Views and News from Norway, an English-language website, reported on a survey conducted last summer for a coalition of whale conservation and animal welfare organizations. The survey found that only 4% of Norwegians polled said they ate whale often.
About 60% said they never ate it or hadn't eaten it for a long time. Again, younger adults were less likely than their parents and grandparents to have a taste for whale meat.
Phasing out the hunting of whales could help in the fight against climate change, and not just by reducing carbon emissions from whaling ships. Heidi Pearson, associate professor of marine biology at the University of Alaska Southeast, wrote in an article at The Conversation last year that whales store carbon in several ways:
Biomass carbon: That's the carbon they store in their bodies. Whales can weigh up to 50 tons and live for more than 200 years. So that's a lot of carbon.
Deadfall carbon: When whales die, their bodies sink to the seafloor.
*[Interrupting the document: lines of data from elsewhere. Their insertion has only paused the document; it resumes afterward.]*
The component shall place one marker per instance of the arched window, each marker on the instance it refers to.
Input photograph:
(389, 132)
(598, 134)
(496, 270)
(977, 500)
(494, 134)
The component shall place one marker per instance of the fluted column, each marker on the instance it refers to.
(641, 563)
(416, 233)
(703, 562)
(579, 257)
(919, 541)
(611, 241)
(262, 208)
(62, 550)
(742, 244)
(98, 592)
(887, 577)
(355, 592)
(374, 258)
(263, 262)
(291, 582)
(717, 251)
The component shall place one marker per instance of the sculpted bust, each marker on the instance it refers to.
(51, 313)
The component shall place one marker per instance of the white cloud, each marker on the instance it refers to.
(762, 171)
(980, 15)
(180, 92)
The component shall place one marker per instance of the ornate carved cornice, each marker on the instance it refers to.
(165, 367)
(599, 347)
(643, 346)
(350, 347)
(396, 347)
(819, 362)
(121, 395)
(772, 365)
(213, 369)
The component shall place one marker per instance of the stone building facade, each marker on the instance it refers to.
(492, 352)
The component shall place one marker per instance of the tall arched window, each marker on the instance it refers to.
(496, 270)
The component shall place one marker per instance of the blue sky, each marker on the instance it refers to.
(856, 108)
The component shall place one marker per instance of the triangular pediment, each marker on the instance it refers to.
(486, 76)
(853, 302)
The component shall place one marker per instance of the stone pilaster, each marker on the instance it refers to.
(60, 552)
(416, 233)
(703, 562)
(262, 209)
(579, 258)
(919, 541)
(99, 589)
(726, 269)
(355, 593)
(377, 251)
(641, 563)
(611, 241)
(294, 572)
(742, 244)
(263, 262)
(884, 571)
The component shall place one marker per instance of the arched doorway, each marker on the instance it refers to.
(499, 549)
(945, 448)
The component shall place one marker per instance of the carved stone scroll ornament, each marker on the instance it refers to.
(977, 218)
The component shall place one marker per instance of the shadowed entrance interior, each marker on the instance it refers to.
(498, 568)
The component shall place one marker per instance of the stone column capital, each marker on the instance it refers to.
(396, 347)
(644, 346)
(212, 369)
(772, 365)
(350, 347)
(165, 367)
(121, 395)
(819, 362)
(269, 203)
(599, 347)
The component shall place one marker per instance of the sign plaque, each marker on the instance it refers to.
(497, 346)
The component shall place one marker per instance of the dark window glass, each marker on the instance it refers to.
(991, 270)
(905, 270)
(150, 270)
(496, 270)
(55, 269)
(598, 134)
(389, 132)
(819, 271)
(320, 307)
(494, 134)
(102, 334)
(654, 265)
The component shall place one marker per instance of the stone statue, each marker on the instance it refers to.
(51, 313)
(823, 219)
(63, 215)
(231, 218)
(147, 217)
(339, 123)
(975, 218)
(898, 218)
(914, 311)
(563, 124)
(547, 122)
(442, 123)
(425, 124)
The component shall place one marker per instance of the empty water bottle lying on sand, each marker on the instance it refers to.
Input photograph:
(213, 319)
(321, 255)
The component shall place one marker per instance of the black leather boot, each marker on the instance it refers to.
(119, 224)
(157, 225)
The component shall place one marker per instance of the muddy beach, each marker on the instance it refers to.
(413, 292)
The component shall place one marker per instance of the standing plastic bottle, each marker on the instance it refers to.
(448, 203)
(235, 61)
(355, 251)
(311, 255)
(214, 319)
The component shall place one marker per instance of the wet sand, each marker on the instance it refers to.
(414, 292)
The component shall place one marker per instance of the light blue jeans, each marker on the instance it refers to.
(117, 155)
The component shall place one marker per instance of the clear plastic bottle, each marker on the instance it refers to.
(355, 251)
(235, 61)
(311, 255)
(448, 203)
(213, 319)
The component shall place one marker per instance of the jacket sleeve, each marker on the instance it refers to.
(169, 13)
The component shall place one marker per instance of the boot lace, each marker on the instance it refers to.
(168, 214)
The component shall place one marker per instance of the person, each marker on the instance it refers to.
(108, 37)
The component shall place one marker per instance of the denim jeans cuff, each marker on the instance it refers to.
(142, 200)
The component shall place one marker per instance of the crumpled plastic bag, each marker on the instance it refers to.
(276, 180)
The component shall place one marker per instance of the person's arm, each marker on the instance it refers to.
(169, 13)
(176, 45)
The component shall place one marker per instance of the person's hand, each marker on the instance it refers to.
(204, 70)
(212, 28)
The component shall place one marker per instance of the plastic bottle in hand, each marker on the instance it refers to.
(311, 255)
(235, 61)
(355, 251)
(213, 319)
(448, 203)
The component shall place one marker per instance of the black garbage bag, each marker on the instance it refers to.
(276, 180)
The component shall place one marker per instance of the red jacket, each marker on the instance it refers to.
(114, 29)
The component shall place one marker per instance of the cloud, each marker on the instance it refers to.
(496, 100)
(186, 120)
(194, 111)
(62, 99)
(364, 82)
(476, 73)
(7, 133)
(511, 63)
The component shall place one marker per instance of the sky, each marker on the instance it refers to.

Much of the stored carbon can remain there, buried in sediments, for millions of years.
The whale pump: That's what marine scientists call it when whales feed deep in the ocean, "then release buoyant, nutrient-rich fecal plumes while resting at the surface." Those, um, fecal plumes fertilize tiny marine plants called phytoplankton. Like other plants, they use carbon dioxide to make plant tissue.
The great whale conveyor belt: Whale fatten up on nutrients while feeding at northern latitudes, then release those nutrients (fecal plumes again) while fasting in their breeding areas closer to the equator. That stimulates phytoplankton growth in parts of the ocean that otherwise tend to be nutrient-poor.
Biomixing carbon: Whales churn the water just by propelling their massive bodies through it. That swirls nutrients from the depths up toward the surface, where, again, phytoplankton can feed on them.
"Marine vertebrates are valuable for many reasons, from maintaining healthy ecosystems to providing us with a sense of awe and wonder," Pearson wrote. "Protecting them will help ensure that the ocean can continue to provide humans with food, oxygen, recreation, and natural beauty, as well as carbon storage."